Action: Apply that pattern to search drift recovery. Treat every serving index as replaceable. Keep index mappings and analyzers versioned. Build a shadow index from the canonical store, compare counts and sampled documents, then switch the alias when validation passes.
Result: Rebuilds become a normal maintenance operation instead of a one-off incident script. The system can repair missed CDC events, analyzer mistakes, mapping errors, and accidental partial deletes without taking search offline.
Learning: Rebuildability is a correctness property. If the index cannot be recreated from truth, then the index has quietly become truth.
Context: Debezium’s documented architecture captures database changes from transaction logs and emits ordered change events to downstream consumers. PostgreSQL logical decoding and MySQL binlog replication expose the same architectural principle: committed database changes can be read after the fact without placing a second write inside the application request path.
Action: Use CDC as the default index mutation source. Persist consumer offsets. Make index writes idempotent. Store source versions in documents. Send failed records to a dead-letter workflow that can be replayed after the bug is fixed.
Result: The indexing path becomes observable as a pipeline rather than hidden inside application handlers. Operators can measure lag, pause consumers, replay records, and distinguish source write failures from projection failures.
Learning: CDC does not make search strongly consistent.

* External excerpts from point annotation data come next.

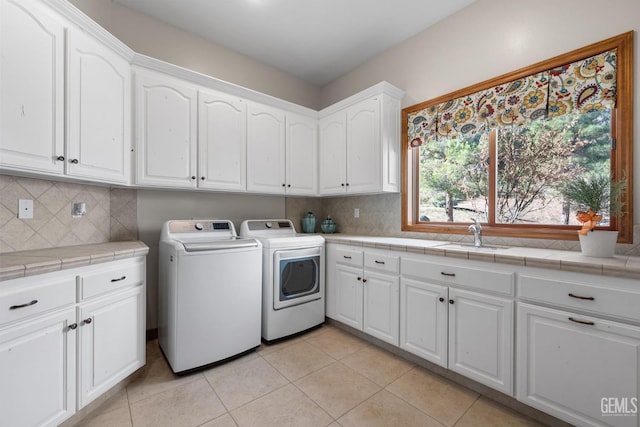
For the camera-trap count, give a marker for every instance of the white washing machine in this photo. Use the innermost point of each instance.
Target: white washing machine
(210, 293)
(292, 277)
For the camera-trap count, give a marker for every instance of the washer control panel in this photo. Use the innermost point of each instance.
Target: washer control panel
(201, 226)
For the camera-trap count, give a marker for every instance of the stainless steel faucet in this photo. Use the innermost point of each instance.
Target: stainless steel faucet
(476, 229)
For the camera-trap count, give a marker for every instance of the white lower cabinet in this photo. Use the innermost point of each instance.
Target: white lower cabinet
(111, 344)
(37, 370)
(57, 355)
(424, 320)
(381, 306)
(481, 338)
(363, 291)
(578, 347)
(469, 332)
(582, 369)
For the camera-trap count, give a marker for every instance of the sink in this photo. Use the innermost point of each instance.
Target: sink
(470, 248)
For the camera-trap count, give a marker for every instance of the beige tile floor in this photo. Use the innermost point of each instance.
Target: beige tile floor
(324, 378)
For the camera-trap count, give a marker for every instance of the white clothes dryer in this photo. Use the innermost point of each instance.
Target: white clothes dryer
(210, 293)
(292, 277)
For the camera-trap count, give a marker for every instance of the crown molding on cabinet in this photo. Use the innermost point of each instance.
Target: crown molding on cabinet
(219, 85)
(82, 21)
(377, 89)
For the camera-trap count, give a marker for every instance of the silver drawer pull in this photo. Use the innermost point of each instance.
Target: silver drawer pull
(579, 297)
(13, 307)
(583, 322)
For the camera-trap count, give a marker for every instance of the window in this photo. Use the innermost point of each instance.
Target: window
(501, 151)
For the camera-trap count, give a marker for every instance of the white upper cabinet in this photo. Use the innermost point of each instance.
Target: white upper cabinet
(222, 141)
(301, 173)
(166, 134)
(31, 87)
(265, 149)
(333, 153)
(363, 149)
(360, 143)
(99, 110)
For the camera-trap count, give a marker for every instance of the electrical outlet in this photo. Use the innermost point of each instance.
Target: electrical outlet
(25, 209)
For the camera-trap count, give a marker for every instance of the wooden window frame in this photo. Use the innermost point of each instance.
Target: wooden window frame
(621, 156)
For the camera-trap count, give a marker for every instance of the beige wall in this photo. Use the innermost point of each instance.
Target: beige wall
(490, 38)
(111, 214)
(150, 37)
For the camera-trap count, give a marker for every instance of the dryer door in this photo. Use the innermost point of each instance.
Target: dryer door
(296, 276)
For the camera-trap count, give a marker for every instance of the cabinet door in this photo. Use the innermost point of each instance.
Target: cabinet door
(38, 371)
(112, 341)
(265, 150)
(423, 320)
(381, 306)
(578, 372)
(31, 87)
(348, 295)
(302, 155)
(166, 143)
(481, 338)
(363, 147)
(222, 142)
(333, 154)
(99, 112)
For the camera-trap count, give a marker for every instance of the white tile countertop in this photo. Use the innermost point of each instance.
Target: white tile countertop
(38, 261)
(618, 266)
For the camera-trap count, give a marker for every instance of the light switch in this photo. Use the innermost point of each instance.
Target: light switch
(25, 209)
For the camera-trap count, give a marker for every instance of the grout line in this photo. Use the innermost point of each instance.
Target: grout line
(467, 410)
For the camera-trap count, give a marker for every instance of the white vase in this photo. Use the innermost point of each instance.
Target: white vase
(598, 243)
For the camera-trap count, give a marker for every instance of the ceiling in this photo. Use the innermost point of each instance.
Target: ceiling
(317, 41)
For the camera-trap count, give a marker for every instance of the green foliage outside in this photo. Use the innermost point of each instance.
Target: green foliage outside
(534, 164)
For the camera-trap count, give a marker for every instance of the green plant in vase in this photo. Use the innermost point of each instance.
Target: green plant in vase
(593, 196)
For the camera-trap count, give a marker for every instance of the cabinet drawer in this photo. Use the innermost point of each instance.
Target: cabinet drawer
(591, 298)
(35, 298)
(108, 279)
(349, 257)
(469, 277)
(387, 263)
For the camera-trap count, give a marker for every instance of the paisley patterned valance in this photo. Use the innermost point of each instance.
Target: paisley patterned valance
(585, 85)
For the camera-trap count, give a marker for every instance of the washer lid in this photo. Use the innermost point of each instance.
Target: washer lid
(216, 245)
(267, 228)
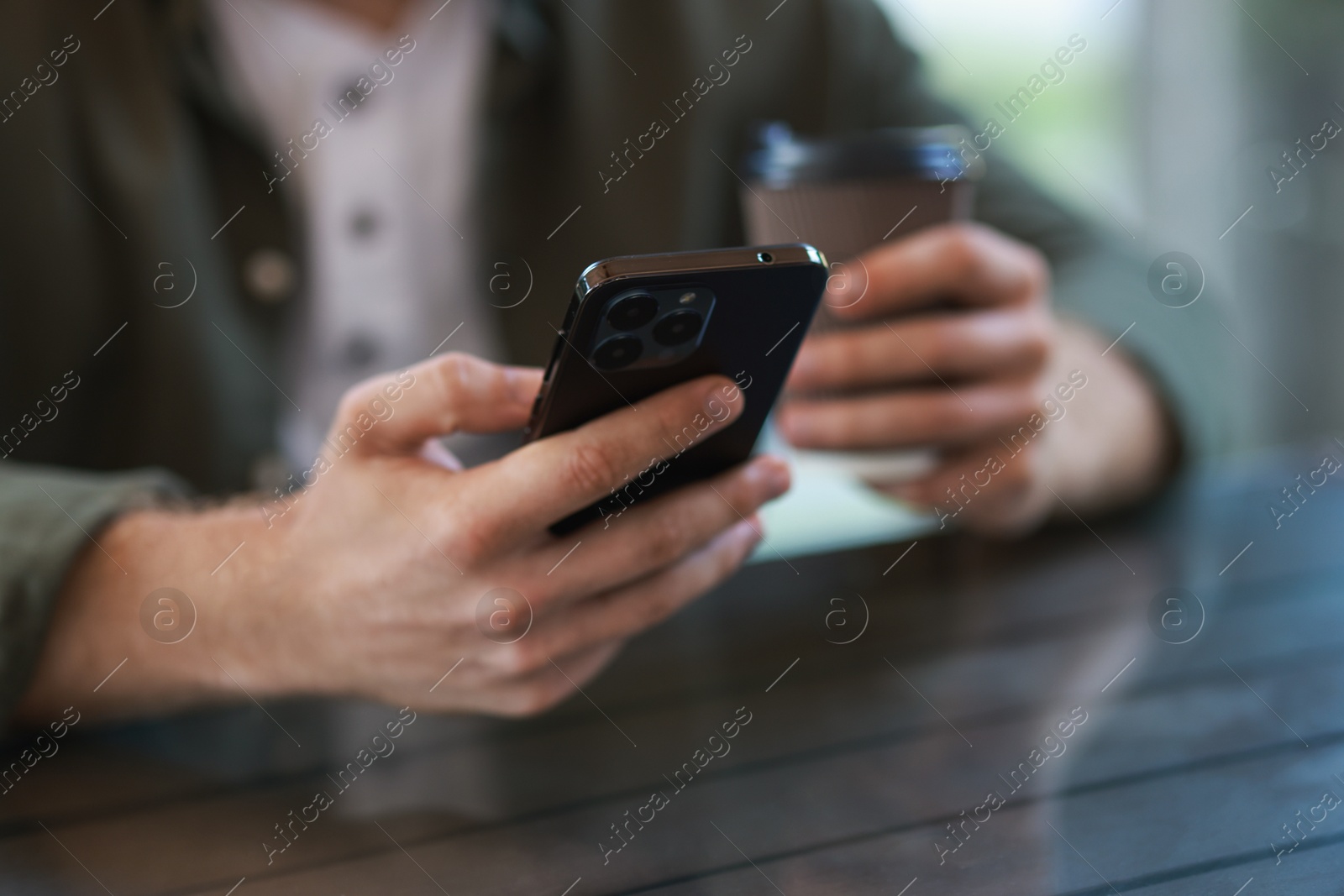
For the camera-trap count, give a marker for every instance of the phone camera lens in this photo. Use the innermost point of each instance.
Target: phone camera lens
(633, 312)
(678, 328)
(618, 351)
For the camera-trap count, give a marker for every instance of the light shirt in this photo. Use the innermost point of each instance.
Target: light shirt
(385, 194)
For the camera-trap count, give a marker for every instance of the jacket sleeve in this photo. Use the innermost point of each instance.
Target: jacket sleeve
(1100, 277)
(47, 517)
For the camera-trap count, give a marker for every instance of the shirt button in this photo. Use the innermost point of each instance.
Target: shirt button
(269, 275)
(360, 351)
(363, 223)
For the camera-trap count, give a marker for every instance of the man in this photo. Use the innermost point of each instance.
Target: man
(165, 177)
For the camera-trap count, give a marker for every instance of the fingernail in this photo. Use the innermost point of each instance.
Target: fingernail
(803, 364)
(749, 530)
(717, 405)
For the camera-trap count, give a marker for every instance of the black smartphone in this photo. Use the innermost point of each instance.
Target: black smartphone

It makes inconsistency bounded, inspectable, and repairable.
Context: Amazon DynamoDB Streams documents an ordered stream of item-level modifications that can trigger downstream processing. The documented pattern is not specific to search: one durable primary write can fan out to derived views.
Action: For key-value or document stores, use the database’s change stream as the trigger for index projection. Preserve deletion events, because missing tombstones are one of the most common sources of user-visible drift.
Result: The index can track creates, updates, and deletes from the same committed mutation source. Replays can reconstruct the projected state if the index writer is deterministic.
Learning: Deletes deserve first-class workflow design. A stale creation is annoying; a stale deletion can be a privacy, permission, or compliance failure.
Where It Breaks
| Failure mode | Why it happens | Mitigation |
|---|---|---|
| Out-of-order updates | Retries and parallel workers race | Store source versions and reject older writes |
| Missing deletes | Tombstones expire before indexing catches up | Retain delete events long enough for replay and rebuild |
| Rebuild cutover errors | Shadow index differs from serving assumptions | Use aliases, validation queries, and rollback windows |
| CDC backlog | Consumer deploy, poison event, or downstream throttling | Alert on event age, not only queue depth |
| Mapping drift | Application emits fields the index cannot parse | Version schemas and fail records into replayable quarantine |
| Permission staleness | Search document carries old access metadata | Version authorization data or verify sensitive results against truth |
| Silent corruption | Index accepts wrong but valid documents | Run sampled truth-versus-index audits continuously |
What to Do Next
-
Problem: Search drift becomes dangerous when nobody can say how stale the index is. Define freshness SLOs by product surface, not by infrastructure component.
-
Solution: Use CDC for steady-state propagation, idempotent writers for replay, shadow rebuilds for repair, and alias cutovers for controlled replacement.
-
Proof: Instrument source version, indexed version, CDC cursor lag, oldest unprocessed event age, dead-letter count, rebuild validation count, and sampled mismatch rate.
-
Action: Start with one high-value entity. Add version metadata to its search document, build a truth-versus-index audit, and write the runbook for replay, rebuild, and rollback before the next drift incident.